Above: A scientist walks toward an ice ramp formed from strong wind blowing through a moraine ridge gap at the edge of the Greenland Ice Sheet near Thule Air Base in early June 2018. Sampling snow from varied polar environments helps us better understand current and past climate change. Image credit: Pete Akers. |
Editor's note: Paleoclimate researcher Pete Akers (Institut des Géosciences de l’Enivironnement or IGE in Grenoble, France) is a participant in the 2019-20 East Antarctic International Ice Sheet Traverse (Project EAIIST). Pete is writing about the project in a special series for Category 6. See Pete's author page for other posts in the series.
As the Earth steadily warms in the coming decades and centuries, what is the fate of Antarctica? Headlines about collapsing ice shelves and thinning glaciers that come out of Antarctica on a regular basis seem to paint a clear and simple picture of a doomed continent that will inevitably melt away. The concern is easy to understand: if all the ice atop Antarctica were to disappear, it would raise sea levels over 200 ft (60 m). In reality, while our understanding of Antarctica has dramatically improved in recent decades through the rise of satellite observations and dozens of national programs dedicated to Antarctic research, many very basic parts of Antarctica’s environmental system remain mysteries.

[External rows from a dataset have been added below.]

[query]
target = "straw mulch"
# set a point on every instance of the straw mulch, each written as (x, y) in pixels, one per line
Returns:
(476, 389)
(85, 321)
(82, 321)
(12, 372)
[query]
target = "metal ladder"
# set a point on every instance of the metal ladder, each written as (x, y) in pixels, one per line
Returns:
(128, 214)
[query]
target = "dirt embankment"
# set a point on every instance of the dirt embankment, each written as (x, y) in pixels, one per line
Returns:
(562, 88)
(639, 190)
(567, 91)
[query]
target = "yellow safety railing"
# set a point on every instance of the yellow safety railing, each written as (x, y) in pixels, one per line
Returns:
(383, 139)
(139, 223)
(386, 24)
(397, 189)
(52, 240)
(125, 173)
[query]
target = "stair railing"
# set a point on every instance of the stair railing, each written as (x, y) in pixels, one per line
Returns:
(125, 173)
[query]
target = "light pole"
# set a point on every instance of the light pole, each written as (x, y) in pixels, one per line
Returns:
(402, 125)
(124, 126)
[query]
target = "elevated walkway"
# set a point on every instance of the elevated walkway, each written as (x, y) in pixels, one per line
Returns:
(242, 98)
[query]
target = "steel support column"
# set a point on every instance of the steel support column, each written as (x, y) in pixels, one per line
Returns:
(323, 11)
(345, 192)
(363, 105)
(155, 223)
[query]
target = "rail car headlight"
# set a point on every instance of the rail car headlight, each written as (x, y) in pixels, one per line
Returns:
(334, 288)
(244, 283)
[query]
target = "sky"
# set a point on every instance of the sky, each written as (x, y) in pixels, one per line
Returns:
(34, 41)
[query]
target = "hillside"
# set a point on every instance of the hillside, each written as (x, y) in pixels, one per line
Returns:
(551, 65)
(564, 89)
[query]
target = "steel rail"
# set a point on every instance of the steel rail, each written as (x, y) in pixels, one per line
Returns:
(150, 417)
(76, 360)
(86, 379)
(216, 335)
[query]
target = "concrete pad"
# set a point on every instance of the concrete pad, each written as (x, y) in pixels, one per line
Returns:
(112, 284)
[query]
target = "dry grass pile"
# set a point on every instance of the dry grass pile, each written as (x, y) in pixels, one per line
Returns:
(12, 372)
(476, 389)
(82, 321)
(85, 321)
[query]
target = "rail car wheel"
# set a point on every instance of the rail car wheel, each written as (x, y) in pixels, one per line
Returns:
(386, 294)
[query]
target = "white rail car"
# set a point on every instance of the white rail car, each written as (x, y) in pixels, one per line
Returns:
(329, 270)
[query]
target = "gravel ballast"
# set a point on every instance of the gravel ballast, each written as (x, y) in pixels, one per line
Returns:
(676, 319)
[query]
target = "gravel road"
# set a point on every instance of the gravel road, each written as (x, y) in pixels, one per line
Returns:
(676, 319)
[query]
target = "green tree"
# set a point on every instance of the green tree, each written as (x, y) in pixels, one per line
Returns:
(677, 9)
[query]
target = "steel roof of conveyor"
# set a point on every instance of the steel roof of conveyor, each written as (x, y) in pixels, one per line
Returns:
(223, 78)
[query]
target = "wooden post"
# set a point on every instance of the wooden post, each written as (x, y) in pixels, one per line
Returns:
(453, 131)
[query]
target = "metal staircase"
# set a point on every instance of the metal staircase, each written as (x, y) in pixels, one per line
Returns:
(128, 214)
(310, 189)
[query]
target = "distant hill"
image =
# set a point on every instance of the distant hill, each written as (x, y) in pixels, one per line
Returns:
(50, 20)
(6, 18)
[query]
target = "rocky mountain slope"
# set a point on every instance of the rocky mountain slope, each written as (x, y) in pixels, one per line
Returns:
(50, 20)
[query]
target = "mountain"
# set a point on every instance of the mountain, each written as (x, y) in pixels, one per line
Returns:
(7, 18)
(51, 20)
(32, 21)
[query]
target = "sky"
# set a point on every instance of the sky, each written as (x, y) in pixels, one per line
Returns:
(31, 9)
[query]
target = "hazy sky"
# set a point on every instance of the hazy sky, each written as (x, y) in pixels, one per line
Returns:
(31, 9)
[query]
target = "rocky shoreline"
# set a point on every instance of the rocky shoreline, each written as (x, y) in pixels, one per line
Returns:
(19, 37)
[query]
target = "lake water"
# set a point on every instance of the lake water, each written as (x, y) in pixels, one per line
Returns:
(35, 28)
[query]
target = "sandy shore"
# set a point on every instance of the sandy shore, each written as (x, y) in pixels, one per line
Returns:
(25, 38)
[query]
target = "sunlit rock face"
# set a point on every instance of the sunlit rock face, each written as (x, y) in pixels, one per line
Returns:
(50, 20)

As a postdoctoral researcher with the Institut des Géosciences de l’Enivironnement (IGE) in Grenoble, France, I am a member of a team focused on solving one of the biggest outstanding mysteries today: how much sea level rise can we expect from East Antarctica in the coming years? And to complete our mission, we’ve put together an international team that will travel hundreds of miles across a remote and previously unstudied region of Antarctica this December and January. Along the way, dozens of scientific studies will be taking place, including weather and pollution observations, earthquake detection, and coring of the ice sheet itself. This is the East Antarctic International Ice Sheet Traverse (Project EAIIST), and I hope you follow along as I cover our project and the wider world of Antarctic climate research in a series of blog posts for Category 6.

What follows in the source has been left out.